Ex chiesa Tricalle diventa centro produzione culturale

Partenariato speciale pubblico privato di durata decennale

(ANSA) - CHIETI, 24 APR - Diventa un centro di produzione culturale l'ex chiesa di Santa Maria del Tricalle, di proprietà del demanio culturale dello Stato, tempietto di forma ottagona, una delle emergenze architettoniche rappresentative dell'identità cittadina. Ciò grazie al partenariato speciale pubblico privato di durata decennale siglato tra la Soprintendenza archeologia belle arti e paesaggio per le province di Chieti e Pescara e la Cooperativa di comunità urbana "Mirare" finalizzato alla rigenerazione e valorizzazione dell'ex chiesa, un accordo al quale si accompagnano interventi della Soprintendenza per 136mila euro sul monumento e nello spazio esterno, allo scopo di migliorarne l'accessibilità e la fruibilità. L'iniziativa è stata presentata dal vice sindaco di Chieti Paolo De Cesare, dalla Soprintendente Rosaria Mencarelli e dal presidente della cooperativa Marco Passerini.

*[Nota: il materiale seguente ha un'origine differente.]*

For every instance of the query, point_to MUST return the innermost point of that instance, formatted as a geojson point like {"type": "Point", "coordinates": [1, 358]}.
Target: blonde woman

    ''L'utilizzo di uno strumento avanzato quale il Partenariato Pubblico Speciale Pubblico Privato, previsto dall'art.151 del Codice degli Appalti, permette una maggiore efficacia dei processi di valorizzazione del patrimonio culturale - ha detto la Mencarelli: la ripresa e lo sviluppo del sito di Santa Maria del Tricalle, che costituiscono la finalità del partenariato, si inseriscono strategicamente nel contesto di una visione di sviluppo integrato dell'area urbana, tramite l'innalzamento del sistema turistico-culturale teatino al pari dei più moderni siti e poli culturali del Paese''.
    La rigenerazione della ex chiesa ad opera di Mirare, prevede la nascita di un centro di produzione culturale che, come ha detto Passerini ''offrirà servizi alla cittadinanza e una programmazione culturale, artistica e formativa ampia e indirizzata ad un pubblico eterogeneo — cittadini, associazioni, aziende, istituzioni — con una progettualità sempre attenta alla attualità e al dialogo con il territorio, attraverso una forma di gestione condivisa e partecipata''. (ANSA).